Objective: Evaluation of effectiveness of PLEX in severe relapses of MS.
Methods: Retrospective study of MS patients treated with PLEX in acute relapses. Data regarding EDSS, annualized relapse rate (ARR), treatment with corticosteroids, number of PLEX sessions, adverse events, and gadolinium enhancement in brain MRI were analysed.
Results: Included 46 patients, 76.1% female (n=35) with mean age of 38.8 years and mean disease duration of 6.0 years, of which 84.8% had a Relapsing Remitting MS (n=39), 15.2% Secondary Progressive MS (n=7). The previous ARR was 1.1 and in 28.3% of the cases (n=13) PLEX was used in the relapse that led to MS diagnosis. The majority of relapses had motor impairment (69.6%, n=32), with a mean EDSS increase of 2.0 point from baseline (maximum of 6.5) and higher than 1.5 points in 45.7% of cases (n=21). Brain MRI was available in 69.6% of the cases (n=32), and gadolinium enhancing lesions were present in 68.8% of cases (n=22). Corticosteroids were used before PLEX in 93.5% of patients (n=43) for a mean of 6.3 days, without any immediate benefit in 37.0% of cases (n=17), with the remaining cases showing only mild disability recovery. After a mean of 7.8 PLEX sessions, there was complete EDSS recovery in 41.3% of patients (n=19), and partial in 39.1% (n=18). There were no adverse events related to PLEX in 89.1% of patients (n=41) and in the remaining patients the reported adverse events included deep venous thrombosis (n=1), anemia (n=1), fever (n=1), hypoalbuminemia (n=1) and arterial hypotension (n=1).

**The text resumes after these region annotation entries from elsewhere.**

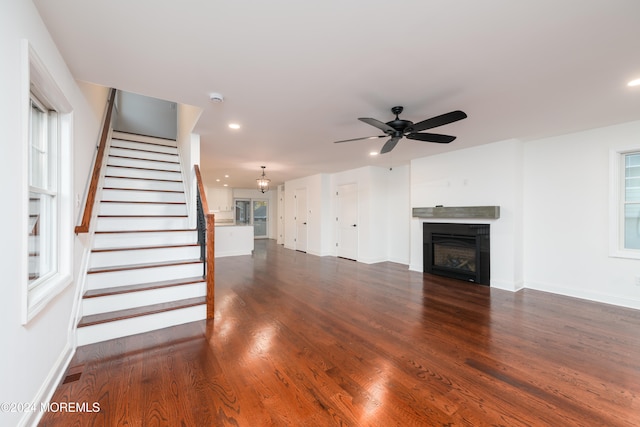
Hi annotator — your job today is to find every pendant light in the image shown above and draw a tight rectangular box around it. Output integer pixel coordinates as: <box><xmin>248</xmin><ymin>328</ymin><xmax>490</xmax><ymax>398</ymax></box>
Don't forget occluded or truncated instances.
<box><xmin>256</xmin><ymin>166</ymin><xmax>271</xmax><ymax>193</ymax></box>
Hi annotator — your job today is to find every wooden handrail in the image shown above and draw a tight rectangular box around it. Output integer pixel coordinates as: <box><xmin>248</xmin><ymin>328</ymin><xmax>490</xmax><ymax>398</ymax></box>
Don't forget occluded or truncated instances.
<box><xmin>75</xmin><ymin>88</ymin><xmax>116</xmax><ymax>234</ymax></box>
<box><xmin>193</xmin><ymin>165</ymin><xmax>215</xmax><ymax>319</ymax></box>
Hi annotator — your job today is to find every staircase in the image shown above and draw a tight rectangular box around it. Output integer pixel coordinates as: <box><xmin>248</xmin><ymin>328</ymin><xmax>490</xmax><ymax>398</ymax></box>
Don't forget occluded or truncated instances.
<box><xmin>77</xmin><ymin>132</ymin><xmax>206</xmax><ymax>345</ymax></box>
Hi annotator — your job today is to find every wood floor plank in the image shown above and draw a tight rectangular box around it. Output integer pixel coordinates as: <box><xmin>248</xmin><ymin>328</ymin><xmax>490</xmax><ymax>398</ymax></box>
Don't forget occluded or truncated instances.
<box><xmin>40</xmin><ymin>240</ymin><xmax>640</xmax><ymax>427</ymax></box>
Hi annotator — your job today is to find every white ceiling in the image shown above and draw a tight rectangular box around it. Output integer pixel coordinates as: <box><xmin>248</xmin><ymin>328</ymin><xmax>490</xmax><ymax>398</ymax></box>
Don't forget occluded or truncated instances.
<box><xmin>34</xmin><ymin>0</ymin><xmax>640</xmax><ymax>188</ymax></box>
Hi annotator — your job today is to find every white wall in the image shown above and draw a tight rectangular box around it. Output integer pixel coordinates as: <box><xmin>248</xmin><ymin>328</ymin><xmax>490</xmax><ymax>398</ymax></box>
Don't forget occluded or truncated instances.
<box><xmin>113</xmin><ymin>91</ymin><xmax>178</xmax><ymax>139</ymax></box>
<box><xmin>385</xmin><ymin>165</ymin><xmax>411</xmax><ymax>264</ymax></box>
<box><xmin>0</xmin><ymin>0</ymin><xmax>101</xmax><ymax>426</ymax></box>
<box><xmin>284</xmin><ymin>174</ymin><xmax>333</xmax><ymax>256</ymax></box>
<box><xmin>410</xmin><ymin>140</ymin><xmax>524</xmax><ymax>290</ymax></box>
<box><xmin>524</xmin><ymin>121</ymin><xmax>640</xmax><ymax>308</ymax></box>
<box><xmin>176</xmin><ymin>104</ymin><xmax>202</xmax><ymax>228</ymax></box>
<box><xmin>284</xmin><ymin>166</ymin><xmax>410</xmax><ymax>264</ymax></box>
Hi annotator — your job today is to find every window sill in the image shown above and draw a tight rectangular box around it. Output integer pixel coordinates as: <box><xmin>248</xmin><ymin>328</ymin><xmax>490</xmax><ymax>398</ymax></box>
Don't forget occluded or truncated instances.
<box><xmin>609</xmin><ymin>249</ymin><xmax>640</xmax><ymax>259</ymax></box>
<box><xmin>22</xmin><ymin>274</ymin><xmax>73</xmax><ymax>325</ymax></box>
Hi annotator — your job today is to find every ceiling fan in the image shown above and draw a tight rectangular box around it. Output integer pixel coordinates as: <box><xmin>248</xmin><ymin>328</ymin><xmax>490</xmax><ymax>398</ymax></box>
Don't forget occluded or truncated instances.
<box><xmin>335</xmin><ymin>106</ymin><xmax>467</xmax><ymax>154</ymax></box>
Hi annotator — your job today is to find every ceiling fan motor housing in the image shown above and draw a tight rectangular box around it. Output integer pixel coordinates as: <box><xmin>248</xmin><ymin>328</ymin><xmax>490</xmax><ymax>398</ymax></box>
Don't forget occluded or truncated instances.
<box><xmin>386</xmin><ymin>106</ymin><xmax>413</xmax><ymax>136</ymax></box>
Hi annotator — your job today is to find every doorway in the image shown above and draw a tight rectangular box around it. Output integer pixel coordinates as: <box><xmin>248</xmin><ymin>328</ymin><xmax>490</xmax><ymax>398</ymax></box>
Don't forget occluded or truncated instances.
<box><xmin>234</xmin><ymin>199</ymin><xmax>269</xmax><ymax>239</ymax></box>
<box><xmin>336</xmin><ymin>184</ymin><xmax>358</xmax><ymax>261</ymax></box>
<box><xmin>293</xmin><ymin>188</ymin><xmax>307</xmax><ymax>252</ymax></box>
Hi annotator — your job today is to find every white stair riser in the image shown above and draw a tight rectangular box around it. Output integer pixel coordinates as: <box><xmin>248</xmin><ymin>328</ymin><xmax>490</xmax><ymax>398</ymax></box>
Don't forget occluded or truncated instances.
<box><xmin>77</xmin><ymin>305</ymin><xmax>207</xmax><ymax>346</ymax></box>
<box><xmin>106</xmin><ymin>166</ymin><xmax>182</xmax><ymax>181</ymax></box>
<box><xmin>109</xmin><ymin>146</ymin><xmax>179</xmax><ymax>163</ymax></box>
<box><xmin>103</xmin><ymin>177</ymin><xmax>184</xmax><ymax>192</ymax></box>
<box><xmin>102</xmin><ymin>189</ymin><xmax>185</xmax><ymax>203</ymax></box>
<box><xmin>87</xmin><ymin>263</ymin><xmax>203</xmax><ymax>290</ymax></box>
<box><xmin>96</xmin><ymin>217</ymin><xmax>189</xmax><ymax>231</ymax></box>
<box><xmin>98</xmin><ymin>202</ymin><xmax>187</xmax><ymax>216</ymax></box>
<box><xmin>89</xmin><ymin>246</ymin><xmax>200</xmax><ymax>268</ymax></box>
<box><xmin>111</xmin><ymin>139</ymin><xmax>178</xmax><ymax>154</ymax></box>
<box><xmin>93</xmin><ymin>230</ymin><xmax>198</xmax><ymax>249</ymax></box>
<box><xmin>107</xmin><ymin>155</ymin><xmax>180</xmax><ymax>172</ymax></box>
<box><xmin>111</xmin><ymin>131</ymin><xmax>177</xmax><ymax>148</ymax></box>
<box><xmin>82</xmin><ymin>282</ymin><xmax>207</xmax><ymax>316</ymax></box>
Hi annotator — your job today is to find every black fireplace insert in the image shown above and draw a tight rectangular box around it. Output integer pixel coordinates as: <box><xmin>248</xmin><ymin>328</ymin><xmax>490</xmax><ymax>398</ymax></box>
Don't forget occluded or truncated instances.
<box><xmin>423</xmin><ymin>222</ymin><xmax>490</xmax><ymax>285</ymax></box>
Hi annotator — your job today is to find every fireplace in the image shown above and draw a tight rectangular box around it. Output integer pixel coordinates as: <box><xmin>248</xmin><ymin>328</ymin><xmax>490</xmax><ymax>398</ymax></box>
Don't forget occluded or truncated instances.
<box><xmin>423</xmin><ymin>222</ymin><xmax>490</xmax><ymax>285</ymax></box>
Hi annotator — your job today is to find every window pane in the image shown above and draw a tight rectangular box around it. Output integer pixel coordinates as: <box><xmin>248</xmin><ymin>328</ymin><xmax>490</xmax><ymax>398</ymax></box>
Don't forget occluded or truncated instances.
<box><xmin>28</xmin><ymin>192</ymin><xmax>53</xmax><ymax>283</ymax></box>
<box><xmin>253</xmin><ymin>200</ymin><xmax>267</xmax><ymax>237</ymax></box>
<box><xmin>235</xmin><ymin>200</ymin><xmax>251</xmax><ymax>225</ymax></box>
<box><xmin>29</xmin><ymin>102</ymin><xmax>49</xmax><ymax>189</ymax></box>
<box><xmin>624</xmin><ymin>153</ymin><xmax>640</xmax><ymax>202</ymax></box>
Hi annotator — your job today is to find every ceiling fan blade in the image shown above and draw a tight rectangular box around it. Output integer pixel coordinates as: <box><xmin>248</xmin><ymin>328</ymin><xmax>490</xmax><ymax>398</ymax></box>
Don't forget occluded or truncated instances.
<box><xmin>333</xmin><ymin>135</ymin><xmax>388</xmax><ymax>144</ymax></box>
<box><xmin>405</xmin><ymin>110</ymin><xmax>467</xmax><ymax>132</ymax></box>
<box><xmin>358</xmin><ymin>117</ymin><xmax>396</xmax><ymax>135</ymax></box>
<box><xmin>380</xmin><ymin>136</ymin><xmax>402</xmax><ymax>154</ymax></box>
<box><xmin>405</xmin><ymin>133</ymin><xmax>456</xmax><ymax>144</ymax></box>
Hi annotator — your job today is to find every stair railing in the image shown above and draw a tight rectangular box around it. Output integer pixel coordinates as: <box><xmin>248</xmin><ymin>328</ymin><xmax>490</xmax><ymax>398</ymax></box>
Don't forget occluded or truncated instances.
<box><xmin>75</xmin><ymin>88</ymin><xmax>116</xmax><ymax>234</ymax></box>
<box><xmin>193</xmin><ymin>165</ymin><xmax>215</xmax><ymax>319</ymax></box>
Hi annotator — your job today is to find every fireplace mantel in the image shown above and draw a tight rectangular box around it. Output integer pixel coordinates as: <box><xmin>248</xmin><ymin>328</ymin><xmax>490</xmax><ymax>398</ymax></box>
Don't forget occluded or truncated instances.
<box><xmin>413</xmin><ymin>206</ymin><xmax>500</xmax><ymax>219</ymax></box>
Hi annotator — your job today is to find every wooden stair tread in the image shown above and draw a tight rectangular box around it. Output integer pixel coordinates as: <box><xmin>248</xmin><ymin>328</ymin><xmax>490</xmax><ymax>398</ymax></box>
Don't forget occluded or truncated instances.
<box><xmin>91</xmin><ymin>243</ymin><xmax>200</xmax><ymax>253</ymax></box>
<box><xmin>78</xmin><ymin>297</ymin><xmax>207</xmax><ymax>328</ymax></box>
<box><xmin>111</xmin><ymin>145</ymin><xmax>178</xmax><ymax>157</ymax></box>
<box><xmin>98</xmin><ymin>215</ymin><xmax>187</xmax><ymax>218</ymax></box>
<box><xmin>100</xmin><ymin>200</ymin><xmax>187</xmax><ymax>205</ymax></box>
<box><xmin>87</xmin><ymin>259</ymin><xmax>204</xmax><ymax>274</ymax></box>
<box><xmin>109</xmin><ymin>155</ymin><xmax>180</xmax><ymax>165</ymax></box>
<box><xmin>104</xmin><ymin>175</ymin><xmax>182</xmax><ymax>182</ymax></box>
<box><xmin>107</xmin><ymin>164</ymin><xmax>182</xmax><ymax>174</ymax></box>
<box><xmin>95</xmin><ymin>228</ymin><xmax>198</xmax><ymax>234</ymax></box>
<box><xmin>102</xmin><ymin>187</ymin><xmax>184</xmax><ymax>193</ymax></box>
<box><xmin>82</xmin><ymin>276</ymin><xmax>205</xmax><ymax>298</ymax></box>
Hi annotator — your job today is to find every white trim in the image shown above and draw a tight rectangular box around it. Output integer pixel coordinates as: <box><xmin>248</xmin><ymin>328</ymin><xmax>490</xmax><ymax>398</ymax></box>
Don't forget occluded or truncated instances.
<box><xmin>18</xmin><ymin>342</ymin><xmax>75</xmax><ymax>427</ymax></box>
<box><xmin>18</xmin><ymin>40</ymin><xmax>74</xmax><ymax>325</ymax></box>
<box><xmin>525</xmin><ymin>281</ymin><xmax>640</xmax><ymax>310</ymax></box>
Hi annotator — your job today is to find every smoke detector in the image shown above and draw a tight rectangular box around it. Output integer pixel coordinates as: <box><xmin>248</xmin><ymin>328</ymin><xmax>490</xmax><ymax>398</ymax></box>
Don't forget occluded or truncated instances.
<box><xmin>209</xmin><ymin>92</ymin><xmax>224</xmax><ymax>104</ymax></box>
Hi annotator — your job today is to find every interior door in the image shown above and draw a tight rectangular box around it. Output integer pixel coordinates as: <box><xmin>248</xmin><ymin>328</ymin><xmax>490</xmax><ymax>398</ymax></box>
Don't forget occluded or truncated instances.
<box><xmin>252</xmin><ymin>200</ymin><xmax>269</xmax><ymax>239</ymax></box>
<box><xmin>294</xmin><ymin>188</ymin><xmax>307</xmax><ymax>252</ymax></box>
<box><xmin>336</xmin><ymin>184</ymin><xmax>358</xmax><ymax>260</ymax></box>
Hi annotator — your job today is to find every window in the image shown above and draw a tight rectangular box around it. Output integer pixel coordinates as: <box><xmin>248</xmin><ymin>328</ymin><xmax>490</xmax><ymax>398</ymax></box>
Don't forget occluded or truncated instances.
<box><xmin>609</xmin><ymin>149</ymin><xmax>640</xmax><ymax>259</ymax></box>
<box><xmin>28</xmin><ymin>94</ymin><xmax>58</xmax><ymax>288</ymax></box>
<box><xmin>621</xmin><ymin>152</ymin><xmax>640</xmax><ymax>250</ymax></box>
<box><xmin>20</xmin><ymin>41</ymin><xmax>73</xmax><ymax>324</ymax></box>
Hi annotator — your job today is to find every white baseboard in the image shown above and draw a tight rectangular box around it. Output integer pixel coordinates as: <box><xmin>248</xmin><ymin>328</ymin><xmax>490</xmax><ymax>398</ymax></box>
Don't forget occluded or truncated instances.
<box><xmin>525</xmin><ymin>281</ymin><xmax>640</xmax><ymax>310</ymax></box>
<box><xmin>18</xmin><ymin>342</ymin><xmax>75</xmax><ymax>427</ymax></box>
<box><xmin>490</xmin><ymin>279</ymin><xmax>524</xmax><ymax>292</ymax></box>
<box><xmin>214</xmin><ymin>251</ymin><xmax>252</xmax><ymax>258</ymax></box>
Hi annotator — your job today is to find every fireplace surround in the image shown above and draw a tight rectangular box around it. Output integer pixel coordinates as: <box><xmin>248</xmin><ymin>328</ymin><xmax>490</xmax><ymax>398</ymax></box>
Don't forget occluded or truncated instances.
<box><xmin>423</xmin><ymin>222</ymin><xmax>491</xmax><ymax>285</ymax></box>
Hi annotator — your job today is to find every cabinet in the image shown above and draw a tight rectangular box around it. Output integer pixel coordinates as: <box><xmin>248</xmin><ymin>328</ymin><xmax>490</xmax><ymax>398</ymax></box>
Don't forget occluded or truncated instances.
<box><xmin>207</xmin><ymin>188</ymin><xmax>233</xmax><ymax>212</ymax></box>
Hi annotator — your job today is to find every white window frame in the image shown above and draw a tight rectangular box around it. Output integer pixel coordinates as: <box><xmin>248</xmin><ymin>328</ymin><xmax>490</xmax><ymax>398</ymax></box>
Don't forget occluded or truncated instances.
<box><xmin>609</xmin><ymin>146</ymin><xmax>640</xmax><ymax>259</ymax></box>
<box><xmin>19</xmin><ymin>40</ymin><xmax>73</xmax><ymax>325</ymax></box>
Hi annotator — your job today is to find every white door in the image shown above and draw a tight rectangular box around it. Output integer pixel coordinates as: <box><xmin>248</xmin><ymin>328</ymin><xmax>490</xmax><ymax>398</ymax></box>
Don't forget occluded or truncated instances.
<box><xmin>336</xmin><ymin>184</ymin><xmax>358</xmax><ymax>260</ymax></box>
<box><xmin>276</xmin><ymin>187</ymin><xmax>284</xmax><ymax>245</ymax></box>
<box><xmin>293</xmin><ymin>188</ymin><xmax>307</xmax><ymax>252</ymax></box>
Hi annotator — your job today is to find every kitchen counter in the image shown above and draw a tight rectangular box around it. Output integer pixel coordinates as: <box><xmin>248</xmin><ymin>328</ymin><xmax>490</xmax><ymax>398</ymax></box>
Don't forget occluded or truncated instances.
<box><xmin>214</xmin><ymin>223</ymin><xmax>253</xmax><ymax>258</ymax></box>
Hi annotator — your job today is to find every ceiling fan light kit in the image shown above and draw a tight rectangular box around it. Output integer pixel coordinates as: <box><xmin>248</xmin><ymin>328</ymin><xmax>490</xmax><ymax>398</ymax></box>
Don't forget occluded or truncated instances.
<box><xmin>335</xmin><ymin>106</ymin><xmax>467</xmax><ymax>154</ymax></box>
<box><xmin>256</xmin><ymin>166</ymin><xmax>271</xmax><ymax>194</ymax></box>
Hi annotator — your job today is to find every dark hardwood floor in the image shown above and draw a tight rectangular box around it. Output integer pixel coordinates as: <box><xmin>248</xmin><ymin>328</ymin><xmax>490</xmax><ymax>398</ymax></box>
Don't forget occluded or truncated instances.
<box><xmin>40</xmin><ymin>240</ymin><xmax>640</xmax><ymax>427</ymax></box>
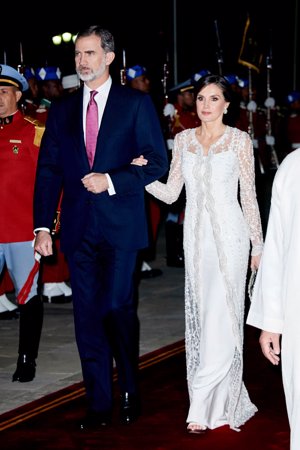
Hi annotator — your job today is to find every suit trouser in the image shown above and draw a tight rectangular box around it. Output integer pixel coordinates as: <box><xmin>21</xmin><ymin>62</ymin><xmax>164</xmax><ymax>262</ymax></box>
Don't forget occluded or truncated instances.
<box><xmin>67</xmin><ymin>220</ymin><xmax>139</xmax><ymax>412</ymax></box>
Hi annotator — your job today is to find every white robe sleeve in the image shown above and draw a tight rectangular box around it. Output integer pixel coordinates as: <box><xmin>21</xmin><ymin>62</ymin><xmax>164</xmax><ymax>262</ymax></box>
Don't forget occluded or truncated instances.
<box><xmin>246</xmin><ymin>167</ymin><xmax>285</xmax><ymax>333</ymax></box>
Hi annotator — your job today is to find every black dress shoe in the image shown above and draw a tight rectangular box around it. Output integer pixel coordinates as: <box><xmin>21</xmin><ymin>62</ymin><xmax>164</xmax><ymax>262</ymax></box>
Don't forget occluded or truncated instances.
<box><xmin>12</xmin><ymin>355</ymin><xmax>36</xmax><ymax>383</ymax></box>
<box><xmin>120</xmin><ymin>392</ymin><xmax>141</xmax><ymax>425</ymax></box>
<box><xmin>43</xmin><ymin>294</ymin><xmax>72</xmax><ymax>305</ymax></box>
<box><xmin>78</xmin><ymin>411</ymin><xmax>111</xmax><ymax>431</ymax></box>
<box><xmin>167</xmin><ymin>255</ymin><xmax>184</xmax><ymax>267</ymax></box>
<box><xmin>140</xmin><ymin>269</ymin><xmax>163</xmax><ymax>280</ymax></box>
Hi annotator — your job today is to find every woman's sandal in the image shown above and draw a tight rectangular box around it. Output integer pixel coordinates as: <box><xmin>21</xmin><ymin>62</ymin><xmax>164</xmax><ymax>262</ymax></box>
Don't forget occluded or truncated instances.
<box><xmin>187</xmin><ymin>422</ymin><xmax>207</xmax><ymax>434</ymax></box>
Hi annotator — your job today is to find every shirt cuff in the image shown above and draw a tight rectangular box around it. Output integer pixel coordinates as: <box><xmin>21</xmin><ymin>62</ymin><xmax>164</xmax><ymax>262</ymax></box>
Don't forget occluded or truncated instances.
<box><xmin>33</xmin><ymin>227</ymin><xmax>50</xmax><ymax>236</ymax></box>
<box><xmin>105</xmin><ymin>173</ymin><xmax>116</xmax><ymax>195</ymax></box>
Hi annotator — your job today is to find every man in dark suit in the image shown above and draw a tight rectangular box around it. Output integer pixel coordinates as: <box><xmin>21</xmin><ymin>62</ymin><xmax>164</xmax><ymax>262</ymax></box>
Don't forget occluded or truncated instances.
<box><xmin>34</xmin><ymin>26</ymin><xmax>168</xmax><ymax>430</ymax></box>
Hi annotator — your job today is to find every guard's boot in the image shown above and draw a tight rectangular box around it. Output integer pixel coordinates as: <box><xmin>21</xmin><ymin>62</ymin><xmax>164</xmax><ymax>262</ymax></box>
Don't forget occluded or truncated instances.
<box><xmin>166</xmin><ymin>221</ymin><xmax>184</xmax><ymax>267</ymax></box>
<box><xmin>12</xmin><ymin>295</ymin><xmax>44</xmax><ymax>383</ymax></box>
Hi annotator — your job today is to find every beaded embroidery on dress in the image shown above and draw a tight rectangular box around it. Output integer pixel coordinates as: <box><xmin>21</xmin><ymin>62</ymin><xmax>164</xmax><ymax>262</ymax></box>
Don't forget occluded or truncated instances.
<box><xmin>146</xmin><ymin>126</ymin><xmax>263</xmax><ymax>429</ymax></box>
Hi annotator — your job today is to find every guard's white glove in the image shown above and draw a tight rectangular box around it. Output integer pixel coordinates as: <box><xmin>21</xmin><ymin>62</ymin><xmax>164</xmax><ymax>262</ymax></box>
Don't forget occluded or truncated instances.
<box><xmin>265</xmin><ymin>97</ymin><xmax>275</xmax><ymax>108</ymax></box>
<box><xmin>266</xmin><ymin>134</ymin><xmax>275</xmax><ymax>145</ymax></box>
<box><xmin>247</xmin><ymin>100</ymin><xmax>257</xmax><ymax>112</ymax></box>
<box><xmin>163</xmin><ymin>103</ymin><xmax>175</xmax><ymax>118</ymax></box>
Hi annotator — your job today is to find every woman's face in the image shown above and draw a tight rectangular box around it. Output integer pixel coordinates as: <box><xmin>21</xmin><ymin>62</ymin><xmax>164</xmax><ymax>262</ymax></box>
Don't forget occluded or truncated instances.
<box><xmin>196</xmin><ymin>84</ymin><xmax>229</xmax><ymax>122</ymax></box>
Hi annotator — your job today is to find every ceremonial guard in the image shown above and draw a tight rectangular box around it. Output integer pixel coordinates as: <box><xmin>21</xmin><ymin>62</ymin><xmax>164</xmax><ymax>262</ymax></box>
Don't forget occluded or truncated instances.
<box><xmin>31</xmin><ymin>66</ymin><xmax>72</xmax><ymax>303</ymax></box>
<box><xmin>0</xmin><ymin>64</ymin><xmax>44</xmax><ymax>382</ymax></box>
<box><xmin>126</xmin><ymin>64</ymin><xmax>162</xmax><ymax>279</ymax></box>
<box><xmin>163</xmin><ymin>71</ymin><xmax>204</xmax><ymax>267</ymax></box>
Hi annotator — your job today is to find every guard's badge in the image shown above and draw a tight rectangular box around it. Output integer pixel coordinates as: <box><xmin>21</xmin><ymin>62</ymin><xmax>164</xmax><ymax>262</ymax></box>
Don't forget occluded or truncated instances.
<box><xmin>9</xmin><ymin>139</ymin><xmax>22</xmax><ymax>155</ymax></box>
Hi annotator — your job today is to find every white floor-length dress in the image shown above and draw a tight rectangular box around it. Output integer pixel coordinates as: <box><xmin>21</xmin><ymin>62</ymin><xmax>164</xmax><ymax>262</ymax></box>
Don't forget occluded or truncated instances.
<box><xmin>146</xmin><ymin>126</ymin><xmax>263</xmax><ymax>429</ymax></box>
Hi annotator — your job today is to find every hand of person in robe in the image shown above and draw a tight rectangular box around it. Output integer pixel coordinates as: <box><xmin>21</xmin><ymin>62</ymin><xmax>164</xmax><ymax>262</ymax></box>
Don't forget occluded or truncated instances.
<box><xmin>250</xmin><ymin>255</ymin><xmax>261</xmax><ymax>270</ymax></box>
<box><xmin>130</xmin><ymin>155</ymin><xmax>148</xmax><ymax>166</ymax></box>
<box><xmin>259</xmin><ymin>330</ymin><xmax>280</xmax><ymax>366</ymax></box>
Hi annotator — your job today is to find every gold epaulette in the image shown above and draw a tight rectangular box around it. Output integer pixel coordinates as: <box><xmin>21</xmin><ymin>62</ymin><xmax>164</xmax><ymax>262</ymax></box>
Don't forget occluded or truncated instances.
<box><xmin>24</xmin><ymin>116</ymin><xmax>45</xmax><ymax>147</ymax></box>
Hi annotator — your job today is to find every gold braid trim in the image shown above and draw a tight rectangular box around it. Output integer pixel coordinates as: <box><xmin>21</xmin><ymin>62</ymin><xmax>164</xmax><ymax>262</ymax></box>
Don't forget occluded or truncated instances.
<box><xmin>24</xmin><ymin>116</ymin><xmax>45</xmax><ymax>147</ymax></box>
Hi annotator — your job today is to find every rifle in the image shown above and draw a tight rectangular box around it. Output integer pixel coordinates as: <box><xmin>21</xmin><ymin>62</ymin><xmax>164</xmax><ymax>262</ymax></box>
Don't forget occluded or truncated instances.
<box><xmin>214</xmin><ymin>20</ymin><xmax>224</xmax><ymax>75</ymax></box>
<box><xmin>247</xmin><ymin>66</ymin><xmax>265</xmax><ymax>174</ymax></box>
<box><xmin>265</xmin><ymin>50</ymin><xmax>279</xmax><ymax>169</ymax></box>
<box><xmin>17</xmin><ymin>42</ymin><xmax>26</xmax><ymax>115</ymax></box>
<box><xmin>161</xmin><ymin>60</ymin><xmax>174</xmax><ymax>150</ymax></box>
<box><xmin>120</xmin><ymin>49</ymin><xmax>126</xmax><ymax>86</ymax></box>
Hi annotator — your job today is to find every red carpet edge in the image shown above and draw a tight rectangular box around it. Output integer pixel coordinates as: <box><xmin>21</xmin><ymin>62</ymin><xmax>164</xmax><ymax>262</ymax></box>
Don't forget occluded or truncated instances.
<box><xmin>0</xmin><ymin>339</ymin><xmax>185</xmax><ymax>431</ymax></box>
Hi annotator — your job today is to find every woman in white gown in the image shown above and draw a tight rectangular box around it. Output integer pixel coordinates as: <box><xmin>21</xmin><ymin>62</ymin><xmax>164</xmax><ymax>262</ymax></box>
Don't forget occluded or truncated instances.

Conclusion: Our results support the use of PLEX in severe relapses unresponsive to corticosteroids, since it was an effective and relatively safe treatment for most of our patients.
Disclosure:
Dr. Inês Correia: nothing to disclose.
Dr. Joana Jesus Ribeiro: nothing to disclose.
Dr. Ana Novo: nothing to disclose.
Dr. Luís Isidoro: nothing to disclose.
Dr. Sónia Batista has received grant support from Biogen and speakers ́ bureau fees from Biogen, Novartis and Merck.
Dr. Carla Nunes has received speakers ́ bureau fees and have been advisory board member for Biogen, Novartis, Teva, Bayer, Genzyme and Merck.
Dr. Carmo Macário has received speakers ́ bureau fees and have been advisory board member for Biogen, Novartis, Teva, Bayer, Genzyme and Merck.
Prof. Luís Cunha: nothing to disclose.
Dr. Jorge Tomás: nothing to disclose.
Dr. Lívia Sousa has received speakers ́ bureau fees and have been advisory board member for Biogen, Novartis, Teva, Bayer, Genzyme and Merck.